UNCC’s Belk Tower deteriorating, will come down in December
For 45 years, the Belk Tower has been the meeting landmark for students and visitors to UNC Charlotte.
As the centerpiece of the university’s “free speech zone,” dozens of protests, remembrances of fallen student or faculty members and celebrations either started at the 142-foot-tall tower or ended there. Itinerant preachers spread the gospel there. Students caught rays between classes there.
After the Christmas holidays, they’ll have to find another place. The white, iconic ribbed tower that soars above the old UNCC campus is coming down.
That was the stunning news Chancellor Phil Dubois delivered Friday to students, faculty and graduates.
Dubois said in a letter to the UNCC community that university and outside consulting engineers recently found the structure so deteriorated that it posed a safety risk and he “in consultation with a unanimous Board of Trustees,” determined that construction fencing would be put around the tower immediately to create a safety zone.
Over the holiday break, the structure will be dismantled in December.
The tower – its top has been described as the tip of a quill pen – consists of “concentric concrete doughnuts” that are stacked on each other and held together by metal plates, Dubois told the Observer.
“Those plates have deteriorated over time because of water intrusion,” he said. “It also had a host of electrical issues.
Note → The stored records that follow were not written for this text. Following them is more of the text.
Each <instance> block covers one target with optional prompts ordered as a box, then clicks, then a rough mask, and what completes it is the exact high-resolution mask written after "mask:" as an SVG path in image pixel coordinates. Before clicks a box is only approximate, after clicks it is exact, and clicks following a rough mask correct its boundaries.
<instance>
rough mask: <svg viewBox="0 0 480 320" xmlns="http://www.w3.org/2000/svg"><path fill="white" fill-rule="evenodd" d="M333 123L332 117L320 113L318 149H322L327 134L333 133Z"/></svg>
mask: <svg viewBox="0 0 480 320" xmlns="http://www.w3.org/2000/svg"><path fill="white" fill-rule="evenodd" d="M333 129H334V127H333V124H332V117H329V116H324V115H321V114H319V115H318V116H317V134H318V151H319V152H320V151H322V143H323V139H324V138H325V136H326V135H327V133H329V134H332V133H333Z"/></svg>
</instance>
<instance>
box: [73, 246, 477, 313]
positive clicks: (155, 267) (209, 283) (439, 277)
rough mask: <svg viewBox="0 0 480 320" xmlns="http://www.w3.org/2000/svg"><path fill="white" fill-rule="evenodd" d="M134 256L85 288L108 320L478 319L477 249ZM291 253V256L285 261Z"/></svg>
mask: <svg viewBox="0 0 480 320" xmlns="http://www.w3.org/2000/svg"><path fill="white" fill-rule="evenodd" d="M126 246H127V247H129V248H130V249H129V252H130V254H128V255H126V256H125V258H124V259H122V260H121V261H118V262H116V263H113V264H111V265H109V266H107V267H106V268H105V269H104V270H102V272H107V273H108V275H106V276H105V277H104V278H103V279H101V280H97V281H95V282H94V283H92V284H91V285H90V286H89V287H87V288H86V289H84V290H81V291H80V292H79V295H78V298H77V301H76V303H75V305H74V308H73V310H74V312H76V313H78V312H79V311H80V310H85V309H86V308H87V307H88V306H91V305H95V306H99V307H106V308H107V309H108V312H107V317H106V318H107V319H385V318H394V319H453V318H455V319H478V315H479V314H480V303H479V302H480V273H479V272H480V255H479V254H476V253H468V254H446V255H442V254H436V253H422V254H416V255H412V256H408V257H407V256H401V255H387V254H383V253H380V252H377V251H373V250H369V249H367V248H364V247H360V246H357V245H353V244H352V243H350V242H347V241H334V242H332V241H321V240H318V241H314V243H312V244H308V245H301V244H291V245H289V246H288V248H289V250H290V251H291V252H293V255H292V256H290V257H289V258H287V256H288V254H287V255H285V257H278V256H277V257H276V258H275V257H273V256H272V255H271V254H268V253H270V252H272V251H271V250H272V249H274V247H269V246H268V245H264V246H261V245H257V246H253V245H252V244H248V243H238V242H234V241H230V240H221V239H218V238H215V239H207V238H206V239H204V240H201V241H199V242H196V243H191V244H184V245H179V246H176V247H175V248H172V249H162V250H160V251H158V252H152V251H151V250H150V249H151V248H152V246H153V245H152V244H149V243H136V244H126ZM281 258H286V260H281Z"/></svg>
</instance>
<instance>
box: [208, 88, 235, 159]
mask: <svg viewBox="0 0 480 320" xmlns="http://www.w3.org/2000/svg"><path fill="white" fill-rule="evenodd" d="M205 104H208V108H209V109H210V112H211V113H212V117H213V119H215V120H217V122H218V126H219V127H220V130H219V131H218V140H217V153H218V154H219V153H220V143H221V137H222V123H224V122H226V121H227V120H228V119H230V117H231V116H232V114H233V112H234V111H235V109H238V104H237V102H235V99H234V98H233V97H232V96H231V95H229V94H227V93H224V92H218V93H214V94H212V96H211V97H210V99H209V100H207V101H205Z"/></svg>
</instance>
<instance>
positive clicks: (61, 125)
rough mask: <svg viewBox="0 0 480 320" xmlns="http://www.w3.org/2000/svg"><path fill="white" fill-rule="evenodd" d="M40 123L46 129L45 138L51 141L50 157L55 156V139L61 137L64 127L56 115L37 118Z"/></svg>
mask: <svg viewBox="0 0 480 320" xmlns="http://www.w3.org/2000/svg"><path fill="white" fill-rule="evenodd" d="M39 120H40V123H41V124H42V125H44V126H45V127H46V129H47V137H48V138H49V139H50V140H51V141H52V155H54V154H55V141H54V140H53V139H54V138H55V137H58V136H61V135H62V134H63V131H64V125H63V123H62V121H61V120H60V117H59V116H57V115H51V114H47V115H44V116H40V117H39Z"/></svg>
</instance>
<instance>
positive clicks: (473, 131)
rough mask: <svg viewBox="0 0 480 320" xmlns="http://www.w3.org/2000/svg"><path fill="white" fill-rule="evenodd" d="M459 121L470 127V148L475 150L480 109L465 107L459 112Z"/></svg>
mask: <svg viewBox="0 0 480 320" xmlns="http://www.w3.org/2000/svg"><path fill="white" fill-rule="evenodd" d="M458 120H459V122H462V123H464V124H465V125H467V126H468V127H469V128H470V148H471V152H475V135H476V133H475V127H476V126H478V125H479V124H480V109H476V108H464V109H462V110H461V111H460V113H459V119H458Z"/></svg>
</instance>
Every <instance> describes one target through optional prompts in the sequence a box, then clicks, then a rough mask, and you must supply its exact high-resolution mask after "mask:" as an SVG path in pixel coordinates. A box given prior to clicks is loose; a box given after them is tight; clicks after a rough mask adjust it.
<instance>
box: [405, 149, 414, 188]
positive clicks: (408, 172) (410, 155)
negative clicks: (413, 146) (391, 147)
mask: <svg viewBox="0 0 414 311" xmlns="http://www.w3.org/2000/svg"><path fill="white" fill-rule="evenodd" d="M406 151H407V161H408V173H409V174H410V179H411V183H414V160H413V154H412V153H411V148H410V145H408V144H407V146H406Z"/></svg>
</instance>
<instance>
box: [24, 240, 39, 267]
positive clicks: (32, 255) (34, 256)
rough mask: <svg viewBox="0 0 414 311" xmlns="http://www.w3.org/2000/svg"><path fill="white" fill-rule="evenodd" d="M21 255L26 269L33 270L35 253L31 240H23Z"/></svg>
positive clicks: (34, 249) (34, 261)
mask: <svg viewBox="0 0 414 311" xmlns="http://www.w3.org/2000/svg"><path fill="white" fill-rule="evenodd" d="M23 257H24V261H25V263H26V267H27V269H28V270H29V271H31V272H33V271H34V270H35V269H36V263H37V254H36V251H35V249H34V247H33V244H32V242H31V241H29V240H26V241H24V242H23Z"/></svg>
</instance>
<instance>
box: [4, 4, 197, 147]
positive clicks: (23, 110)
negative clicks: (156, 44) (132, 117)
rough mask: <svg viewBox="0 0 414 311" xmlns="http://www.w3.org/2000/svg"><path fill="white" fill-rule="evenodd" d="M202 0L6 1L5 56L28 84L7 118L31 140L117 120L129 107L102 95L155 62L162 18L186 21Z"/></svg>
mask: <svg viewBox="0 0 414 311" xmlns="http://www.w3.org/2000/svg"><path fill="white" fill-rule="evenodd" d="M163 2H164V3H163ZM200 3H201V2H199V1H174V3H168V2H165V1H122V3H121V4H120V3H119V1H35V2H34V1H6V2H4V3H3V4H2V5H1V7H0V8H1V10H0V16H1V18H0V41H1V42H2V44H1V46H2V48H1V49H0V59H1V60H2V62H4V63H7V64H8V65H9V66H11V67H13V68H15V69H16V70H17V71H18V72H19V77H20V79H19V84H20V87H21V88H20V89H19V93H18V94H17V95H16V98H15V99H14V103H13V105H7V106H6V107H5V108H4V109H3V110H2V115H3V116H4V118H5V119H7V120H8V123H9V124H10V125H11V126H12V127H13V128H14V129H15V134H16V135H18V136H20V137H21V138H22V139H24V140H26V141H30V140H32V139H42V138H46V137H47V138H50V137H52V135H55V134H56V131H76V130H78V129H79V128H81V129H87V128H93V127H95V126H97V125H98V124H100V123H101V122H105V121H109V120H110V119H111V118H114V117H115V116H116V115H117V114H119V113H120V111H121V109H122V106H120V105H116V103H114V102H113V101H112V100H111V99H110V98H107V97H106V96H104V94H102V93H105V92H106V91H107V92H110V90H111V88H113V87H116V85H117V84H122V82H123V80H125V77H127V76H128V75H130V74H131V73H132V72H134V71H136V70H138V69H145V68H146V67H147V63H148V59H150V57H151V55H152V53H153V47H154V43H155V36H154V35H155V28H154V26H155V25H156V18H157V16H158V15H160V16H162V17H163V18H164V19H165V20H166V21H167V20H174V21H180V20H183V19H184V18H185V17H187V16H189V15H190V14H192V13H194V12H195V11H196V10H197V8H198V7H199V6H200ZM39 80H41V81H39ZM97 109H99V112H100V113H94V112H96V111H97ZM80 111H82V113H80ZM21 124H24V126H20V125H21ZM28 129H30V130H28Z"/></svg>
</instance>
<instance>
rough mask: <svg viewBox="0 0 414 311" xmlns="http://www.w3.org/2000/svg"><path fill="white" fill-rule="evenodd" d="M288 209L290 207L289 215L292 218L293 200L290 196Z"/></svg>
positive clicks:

It is 45 years old.”
It’d take about $1 million in repairs to make it safe, he said.
Removing the tower will trigger an opportunity for the university community to redesign the quadrangle formed by surrounding buildings and create a more functional gathering space, Dubois said.
It’s where students gather. It’s where students form their views The things everyone misses after they graduate happened at the Belk Tower.
Corbin Peters
UNCC class of 2014, on the Belk Tower coming downUNCC will hire a landscape architect to lead the redesign. Dubois said the architect will convene several discussions with students, faculty and staffers to get ideas about the space.
He said they may want to preserve parts of the tower, particularly the top, along with the carillon that chimes the school’s fight song.
“We want to take a little time to think about what we’re going to do with the space,” Dubois said.
He hopes it will be complete by fall 2017.
The tower was once the center of the campus that began to sprout 10 miles from uptown in 1961. Nine years later, the tower, symbol of a young and growing university, was dedicated to department store executive Irwin Belk and his three brothers – John, Thomas and Henderson – who donated the money to create a central quad.
That center has been diverted to the new student union.
Dubois said he got support from the Belk family – generous contributors to UNCC – before making his announcement Friday.
The news saddened many graduates.
Corbin Peters of Charlotte, a 2014 UNCC graduate, said he understands his alma mater has budget priorities, but he hoped alumni or a private donor would donate money for the repairs.
“It’s where students form their views,” Peters said. “The things everyone misses after they graduate happened at the Belk Tower. A great many of us would be sad to see it go.”